El Gobierno chileno ha anunciado los primeros resultados del «Informe de Inspección Total al Estado», elaborado por el Consejo de Auditoría Interna General de Gobierno (CAIGG). Este informe, que ha sido presentado en la segunda reunión del Comité Estratégico de Auditoría y Revisión Fiscal, destaca preocupaciones significativas en la gestión de los recursos fiscales, tras analizar más de 500 servicios públicos entre 2025 y marzo de 2026. La subsecretaria general de la Presidencia, Constanza Castillo Gamboa, subrayó que aunque las alertas encontradas no constituyen irregularidades concluyentes, sí requieren una atención detallada debido a la seriedad de las observaciones realizadas.
Uno de los hallazgos más preocupantes del informe es la identificación de transferencias y convenios que suman más de 140 millones de dólares, los cuales fueron otorgados a entidades con menos de un año de existencia al momento de recibir los fondos. Además, se detectaron patrones de contratación que sugieren una fragmentación en las compras, evidenciada por la utilización de la modalidad de “Compra Ágil”. Este método ha resultado en más de 65 mil adquisiciones a un mismo proveedor, lo que plantea interrogantes sobre la transparencia y la competencia en los procesos de contratación pública. Asimismo, se registraron más de mil contratos con compromisos a mediano y largo plazo, junto a convenios ya cerrados que superan los 50 millones de dólares en gastos no auditados.

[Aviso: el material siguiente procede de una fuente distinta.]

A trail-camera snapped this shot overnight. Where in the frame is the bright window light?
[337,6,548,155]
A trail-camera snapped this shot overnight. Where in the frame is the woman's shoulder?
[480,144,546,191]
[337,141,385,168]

En el ámbito del personal, el informe revela el ingreso de más de 2.500 funcionarios a los planteles estatales en los últimos meses de 2025. También se han reportado traspasos masivos de trabajadores de contrato honorario a contrata hacia finales del año anterior. Un tema igualmente preocupante es la situación de casi 100 mil empleados que cuentan con licencias médicas superiores a un mes, de los cuales más de mil tienen ausencias laborales que se han prolongado por más de un año, lo que podría generar un impacto significativo en la operatividad del Estado.
La subsecretaria Castillo calificó el proceso de auditoría como un «hecho inédito» y destacó la rapidez con la que se recolectó la información, gracias al trabajo de más de mil auditores internos. En total, se analizaron 213 millones de registros, cruzando datos de sistemas administrativos y plataformas de transparencia. Castillo enfatizó el compromiso del Gobierno del presidente Gabriel Boric por proteger los recursos públicos y asegurar un manejo riguroso en todos los niveles de gestión gubernamental.
En paralelo a la presentación del informe, el Ejecutivo ha decidido reforzar la estructura encargada de supervisar la auditoría, designando a Cristián Muñoz como nuevo auditor general de Gobierno y sumando al CAIGG a figuras con experiencia como el excontralor Ramiro Mendoza y la exdirectora de Presupuestos, Cristina Torres. Estas decisiones buscan no solo mejorar la evaluación técnica de los hallazgos, sino también establecer normas más estrictas para la supervisión del gasto público, en un contexto de creciente presión social y demanda de transparencia en la gestión de los recursos estatales.